Understand Your Investors
As scary as this market shift is for entrepreneurs, it’s just as scary for their investors. They’ve got a lot of money tied up in investments, so it stands to reason they’re going to be cautious about where they put that money in such an unpredictable market.
The more concerned investors are with the state of the market, the less likely they are to invest in your company. But if you want to change investors’ minds, first you have to understand them.
“Put a little bit of effort into, maybe empathy is not the right word, but understanding what the position of their investors is,” Sarah said.
Discover their fears and hesitancies. When you know what’s holding them back from investing, you can develop a strategy that addresses all of those worries. The better you know your investor, the easier it is to alleviate their fears.
Discover Your Priorities
When your resources are limited, you can’t do everything. So you have to figure out which items are “must-do” and which ones are “nice to have.”
“There are things you need to probably prioritize within the constraints that you have,” Paul said. “It probably isn't a scenario for most companies to be cash flow positive.”
That may involve reprioritizing how you spend money, spend your time, and how to think about using your limited resources. When the market goes down, you have to focus on survival. So make sure you’re prioritizing needs over wants.
Don’t Be Afraid of Mistakes
You will make mistakes—every company does. Fundraising isn’t easy, and even high-quality companies that work hard to get it right inevitably slip up every once in a while. But even when you do make a mistake, it doesn’t mean your company is destined for failure.
“I've never met a company where execution is perfect the whole journey to acquisition or IPO,” Sarah said.
A mistake isn’t the end of your company’s journey, it’s just an opportunity to do things differently. You may have to take on more dilution than you expected to, or maybe people aren’t investing the way you thought they would. But ultimately, that doesn’t hurt the business’s ability to grow.
Don’t let your mistakes define you. Let them push you to become a better company.
Use Creativity to Come Out Ahead
If you aren’t being as aggressive as your competitors, are you going to get left behind? According to Sarah, aggression isn’t the only way to get ahead. Even in a limited market, there are a variety of ways to gain an edge. But if your competitors are the ones getting ahead, you’ll want to figure out why—and how.

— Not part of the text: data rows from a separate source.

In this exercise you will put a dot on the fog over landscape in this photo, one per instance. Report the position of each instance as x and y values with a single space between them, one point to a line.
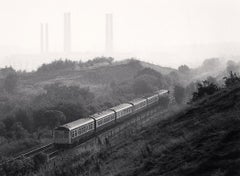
165 32
120 88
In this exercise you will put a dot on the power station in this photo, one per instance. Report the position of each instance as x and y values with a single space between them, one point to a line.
109 35
67 33
44 36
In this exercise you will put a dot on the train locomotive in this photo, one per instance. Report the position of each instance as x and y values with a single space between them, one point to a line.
76 131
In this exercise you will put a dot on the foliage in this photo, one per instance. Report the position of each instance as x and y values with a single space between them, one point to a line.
10 82
179 94
204 88
184 69
141 87
39 160
232 67
232 80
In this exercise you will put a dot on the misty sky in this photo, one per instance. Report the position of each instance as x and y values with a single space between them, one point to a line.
139 25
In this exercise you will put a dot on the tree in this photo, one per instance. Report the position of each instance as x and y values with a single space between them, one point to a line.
54 118
39 160
203 89
18 131
141 87
232 80
10 82
184 69
232 67
179 94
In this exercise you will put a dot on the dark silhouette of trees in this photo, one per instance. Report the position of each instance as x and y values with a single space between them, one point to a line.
203 89
141 87
39 160
184 69
232 80
232 67
10 82
179 93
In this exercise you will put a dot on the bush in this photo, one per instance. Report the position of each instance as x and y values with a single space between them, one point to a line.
232 80
203 89
179 94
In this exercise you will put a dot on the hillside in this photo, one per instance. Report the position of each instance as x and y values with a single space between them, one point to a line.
96 78
202 140
160 69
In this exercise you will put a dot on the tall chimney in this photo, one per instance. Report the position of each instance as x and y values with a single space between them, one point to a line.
46 37
67 32
41 38
109 34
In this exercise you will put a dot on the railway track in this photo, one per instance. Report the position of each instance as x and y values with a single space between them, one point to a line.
31 153
51 151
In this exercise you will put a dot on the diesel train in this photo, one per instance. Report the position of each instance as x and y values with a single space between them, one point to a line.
73 132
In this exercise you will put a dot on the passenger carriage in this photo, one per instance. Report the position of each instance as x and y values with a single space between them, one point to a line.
73 132
138 104
122 111
103 119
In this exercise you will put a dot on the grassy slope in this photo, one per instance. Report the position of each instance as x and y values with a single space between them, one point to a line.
201 140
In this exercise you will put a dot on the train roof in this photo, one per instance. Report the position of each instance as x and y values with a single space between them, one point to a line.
102 114
160 92
75 124
137 100
153 95
121 107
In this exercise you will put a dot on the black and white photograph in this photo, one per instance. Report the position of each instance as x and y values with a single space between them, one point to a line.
120 88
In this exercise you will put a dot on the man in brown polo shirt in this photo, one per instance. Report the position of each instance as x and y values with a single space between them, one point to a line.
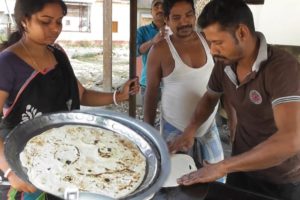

“There’s only two choices here: they may be resourced differently from you, or they may be investing better than you,” Sarah said.
In a bear market, getting ahead is all about strategy. Once you know why your competitors are getting ahead, you can figure out how to close the gap. That means getting creative.
When there are constraints on the market, everyone’s pool of options shrinks. So, you have to think outside the box. If your team is smart and creative, you can come out ahead.
Building a business in a bear market takes a lot of grit and determination. But if you know what you need to do and can figure out a creative way to do it, you can go up even when the market’s going down.